Herhalingen in de conversationale spraak van een patiënt met semantische dementie

Cécile
De Somer

Afwijkend herhalingsgedrag bij een patiënt met semantische dementie

Taal neemt een essentiële plaats in in het leven van de mens. Het geeft hem immers de mogelijkheid om in interactie te treden met anderen en in zijn dagelijkse behoeften te voorzien. Wanneer iemand in zijn taal wordt aangetast, zijn de gevolgen op sociaal en professioneel vlak zeer ingrijpend. Taalstoornissen treden bij alle vormen van dementie op, maar vormen een uitgesproken kenmerk van semantische dementie. Onderzoek naar taalstoornissen bij semantische dementie is dan ook erg waardevol en raakt bovendien met de vergrijzing van de bevolking een zeer actueel thema aan.
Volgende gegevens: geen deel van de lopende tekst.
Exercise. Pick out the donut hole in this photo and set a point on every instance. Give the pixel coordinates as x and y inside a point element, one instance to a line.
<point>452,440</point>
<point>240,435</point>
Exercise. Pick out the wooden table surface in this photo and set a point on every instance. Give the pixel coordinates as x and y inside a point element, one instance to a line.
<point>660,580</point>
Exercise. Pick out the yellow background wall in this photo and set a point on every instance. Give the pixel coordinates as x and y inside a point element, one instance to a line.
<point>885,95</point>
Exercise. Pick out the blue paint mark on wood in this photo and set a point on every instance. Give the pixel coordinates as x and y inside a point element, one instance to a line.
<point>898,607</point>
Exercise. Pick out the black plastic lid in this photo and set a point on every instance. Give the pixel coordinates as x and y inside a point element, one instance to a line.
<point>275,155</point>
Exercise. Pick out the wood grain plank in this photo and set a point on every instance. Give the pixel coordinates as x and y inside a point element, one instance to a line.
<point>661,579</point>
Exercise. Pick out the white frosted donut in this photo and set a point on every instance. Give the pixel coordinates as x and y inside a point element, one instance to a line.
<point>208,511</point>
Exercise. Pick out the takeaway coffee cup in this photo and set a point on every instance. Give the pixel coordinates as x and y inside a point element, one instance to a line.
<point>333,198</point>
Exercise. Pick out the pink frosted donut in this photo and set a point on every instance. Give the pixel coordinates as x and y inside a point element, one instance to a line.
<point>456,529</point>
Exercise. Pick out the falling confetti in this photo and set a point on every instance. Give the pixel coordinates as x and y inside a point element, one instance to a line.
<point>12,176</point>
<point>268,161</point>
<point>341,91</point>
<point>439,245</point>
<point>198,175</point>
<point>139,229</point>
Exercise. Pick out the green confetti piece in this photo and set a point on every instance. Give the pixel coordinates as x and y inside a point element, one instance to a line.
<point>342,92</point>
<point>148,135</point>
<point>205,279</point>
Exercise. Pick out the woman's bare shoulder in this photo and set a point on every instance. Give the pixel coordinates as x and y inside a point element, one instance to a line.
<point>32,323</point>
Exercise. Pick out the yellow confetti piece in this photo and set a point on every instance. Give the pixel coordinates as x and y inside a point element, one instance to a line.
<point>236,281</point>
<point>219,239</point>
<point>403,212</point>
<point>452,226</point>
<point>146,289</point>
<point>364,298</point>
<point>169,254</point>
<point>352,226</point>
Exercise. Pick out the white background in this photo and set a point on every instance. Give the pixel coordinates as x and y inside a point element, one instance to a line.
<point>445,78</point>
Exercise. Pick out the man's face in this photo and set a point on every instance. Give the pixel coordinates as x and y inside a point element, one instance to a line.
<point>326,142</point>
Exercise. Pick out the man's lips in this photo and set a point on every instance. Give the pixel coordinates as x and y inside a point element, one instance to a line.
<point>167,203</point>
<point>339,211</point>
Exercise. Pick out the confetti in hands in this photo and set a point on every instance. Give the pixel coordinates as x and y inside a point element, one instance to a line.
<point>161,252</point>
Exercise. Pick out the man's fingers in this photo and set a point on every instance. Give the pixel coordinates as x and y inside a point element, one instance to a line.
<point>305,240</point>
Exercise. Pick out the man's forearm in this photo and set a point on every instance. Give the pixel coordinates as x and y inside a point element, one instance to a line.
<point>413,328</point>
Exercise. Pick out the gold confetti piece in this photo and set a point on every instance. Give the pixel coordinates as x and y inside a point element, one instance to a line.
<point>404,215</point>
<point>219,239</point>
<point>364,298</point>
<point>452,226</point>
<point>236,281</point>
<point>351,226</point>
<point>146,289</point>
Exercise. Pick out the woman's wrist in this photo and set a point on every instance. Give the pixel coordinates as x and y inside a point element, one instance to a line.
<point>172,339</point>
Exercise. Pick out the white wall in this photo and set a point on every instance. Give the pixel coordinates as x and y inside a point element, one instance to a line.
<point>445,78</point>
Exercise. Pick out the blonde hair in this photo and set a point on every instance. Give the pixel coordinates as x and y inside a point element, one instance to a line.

Semantische dementie (SD) is een aftakelingsziekte die wordt gekenmerkt door progressieve gedragsafwijkingen en de geleidelijke aantasting van het semantisch geheugen. Het semantisch geheugen is een vorm van langetermijngeheugen, waarin de kennis van objecten, feiten en de betekenis van woorden zit opgeslagen. Het is met andere woorden een centrale kennisstructuur in de hersenen. Door het verlies van de betekenis van woorden zijn woordvindingsstoornissen en woordbegripsproblemen de meest opvallende symptomen van patiënten met SD. Verder is een vloeiende, maar inhoudsloze spontane spraak zeer typisch voor deze patiënten. Voor haar masterproef heeft Taal- en Letterkunde studente Cécile De Somer de spontane spraakproductie van één patiënt met SD onderzocht. De reden waarom uitgerekend deze patiënt werd uitgewerkt in een gevalstudie was de zeer uitgesproken aanwezigheid van herhalingen die nog niet eerder gerapporteerd zijn geweest als mogelijke taalpathologische verschijnselen binnen SD.

De spraak van de patiënt met SD bleek immers drastisch gereduceerd te zijn tot zelfherhalingen, echolalie en perseveraties. Echolalie kan worden gedefinieerd als de dwangmatige drang om woorden of zinnen van de gesprekpartner te herhalen. Bij een perseveratie zal de patiënt een woord of een reeks van woorden hernemen na een andere tussenliggende zin. Zo kon bijvoorbeeld in het totaal aantal taaluitingen van de patiënt 51,72 % zelfherhaling worden teruggevonden bij aanvang van de aandoening op de leeftijd van 55 jaar. Dit percentage is ontzettend afwijkend, aangezien bij een gematchte controlegroep van gezonde leeftijdsgenoten slechts 19,76 % herhaling aanwezig was. De patiënt vertoonde met andere woorden een pathologisch herhalingspatroon.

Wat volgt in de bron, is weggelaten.